Google löscht Blog von US-Autor Dennis Cooper

GAU für das Online-Publizieren?

Mann tippt bei Dunkelheit am Computer
Zehn Jahre lang arbeitete Autor Dennis Cooper an seinem Blog - jetzt ist sein Werk verschwunden. © imago/Westend61
Stephan Porombka im Gespräch mit Timo Grampes · 01.08.2016
Vor rund einem Monat löschte Google den Blog des prominenten US-Autors Dennis Cooper - ohne Begründung. Literaturwissenschaftler Stephan Porombka vermutet, dass die Blog-Inhalte der Grund waren. Hier gehe es aber nicht nur um Coopers Werk, sondern um grundsätzliche Fragen.
Am 27. Juni wurde der Google-Account von Dennis Cooper gelöscht.

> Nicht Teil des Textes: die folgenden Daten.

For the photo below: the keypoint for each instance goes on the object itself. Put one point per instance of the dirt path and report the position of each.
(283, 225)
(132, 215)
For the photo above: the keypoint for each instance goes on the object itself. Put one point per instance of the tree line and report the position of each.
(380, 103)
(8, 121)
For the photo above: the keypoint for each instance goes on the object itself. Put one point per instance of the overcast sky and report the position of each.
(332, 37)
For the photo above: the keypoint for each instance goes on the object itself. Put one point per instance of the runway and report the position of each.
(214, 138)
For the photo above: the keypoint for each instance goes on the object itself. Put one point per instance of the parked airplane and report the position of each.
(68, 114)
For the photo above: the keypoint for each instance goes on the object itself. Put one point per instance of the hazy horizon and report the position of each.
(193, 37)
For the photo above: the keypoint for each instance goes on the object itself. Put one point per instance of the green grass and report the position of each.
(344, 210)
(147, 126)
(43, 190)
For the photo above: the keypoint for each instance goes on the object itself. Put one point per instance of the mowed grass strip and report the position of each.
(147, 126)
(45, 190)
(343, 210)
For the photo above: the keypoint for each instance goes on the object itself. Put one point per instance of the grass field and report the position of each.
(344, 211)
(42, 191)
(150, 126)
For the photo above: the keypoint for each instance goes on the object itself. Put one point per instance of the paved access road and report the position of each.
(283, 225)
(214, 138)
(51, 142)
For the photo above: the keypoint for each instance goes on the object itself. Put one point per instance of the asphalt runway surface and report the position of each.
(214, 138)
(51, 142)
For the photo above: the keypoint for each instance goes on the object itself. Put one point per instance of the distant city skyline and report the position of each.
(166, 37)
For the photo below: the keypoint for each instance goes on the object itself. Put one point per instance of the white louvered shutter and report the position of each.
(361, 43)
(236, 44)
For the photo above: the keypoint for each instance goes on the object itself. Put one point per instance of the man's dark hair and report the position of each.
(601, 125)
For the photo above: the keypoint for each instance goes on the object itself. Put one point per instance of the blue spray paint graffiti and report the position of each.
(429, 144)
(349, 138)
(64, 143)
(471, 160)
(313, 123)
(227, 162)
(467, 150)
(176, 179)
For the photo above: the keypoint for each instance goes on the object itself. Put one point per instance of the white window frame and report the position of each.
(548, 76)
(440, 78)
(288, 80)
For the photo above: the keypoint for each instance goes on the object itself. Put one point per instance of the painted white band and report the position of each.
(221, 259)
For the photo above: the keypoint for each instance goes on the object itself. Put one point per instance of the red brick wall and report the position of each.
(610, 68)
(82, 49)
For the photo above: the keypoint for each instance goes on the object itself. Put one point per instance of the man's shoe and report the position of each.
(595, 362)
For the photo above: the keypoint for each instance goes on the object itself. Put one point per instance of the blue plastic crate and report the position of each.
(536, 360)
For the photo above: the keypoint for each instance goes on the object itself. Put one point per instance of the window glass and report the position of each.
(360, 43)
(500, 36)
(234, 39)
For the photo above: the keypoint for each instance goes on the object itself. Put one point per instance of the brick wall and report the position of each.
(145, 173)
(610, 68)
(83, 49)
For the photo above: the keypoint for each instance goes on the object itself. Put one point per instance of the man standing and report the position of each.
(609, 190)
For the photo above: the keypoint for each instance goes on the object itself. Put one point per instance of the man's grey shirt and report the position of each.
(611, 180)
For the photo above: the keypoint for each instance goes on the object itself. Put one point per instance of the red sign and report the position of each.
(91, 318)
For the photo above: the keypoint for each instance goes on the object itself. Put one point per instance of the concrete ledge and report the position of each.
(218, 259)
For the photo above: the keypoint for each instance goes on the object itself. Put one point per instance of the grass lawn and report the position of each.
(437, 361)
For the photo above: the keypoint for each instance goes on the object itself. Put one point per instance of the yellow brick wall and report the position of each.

Problematisch wäre das für jeden der vielen Google-User, aber für Dennis Cooper und die Literaturwelt ist die Sache existenziell. Cooper ist hierzulande ziemlich unbekannt, aber in den USA ein Star - nicht nur wegen seiner Bücher, sondern gerade auch wegen seines auf Googles Plattform "Blogger" gehosteten Blogs "DC's", das ein Hotspot für Literatur und Netz-Ästhetik schlechthin war. Darauf hat er über zehn Jahre veröffentlicht, darunter zwei Romane, die hauptsächlich aus .gif-Dateien bestehen.
Coopers Schriftstellerkollege Clemens J. Setz schrieb in einem Text in der "TAZ" über den Verlust. Dass Coopers Romane und Theaterstücke zu den großartigsten Werken der Weltliteratur gehörten. Und dass er gerade trauere um den Verlust des cooperschen Herzstücks - eben seines Blogs.
Für das Löschen von Coopers Blog lieferte Google keine Begründung - trotz zahlreicher Nachfragen. Eine ehemalige Google-Mitarbeiterin, zitiert im "New Yorker", meint, es könne sich um ein Versehen gehandelt haben. Cooper selbst vermutet, es habe mit den Inhalten zu tun.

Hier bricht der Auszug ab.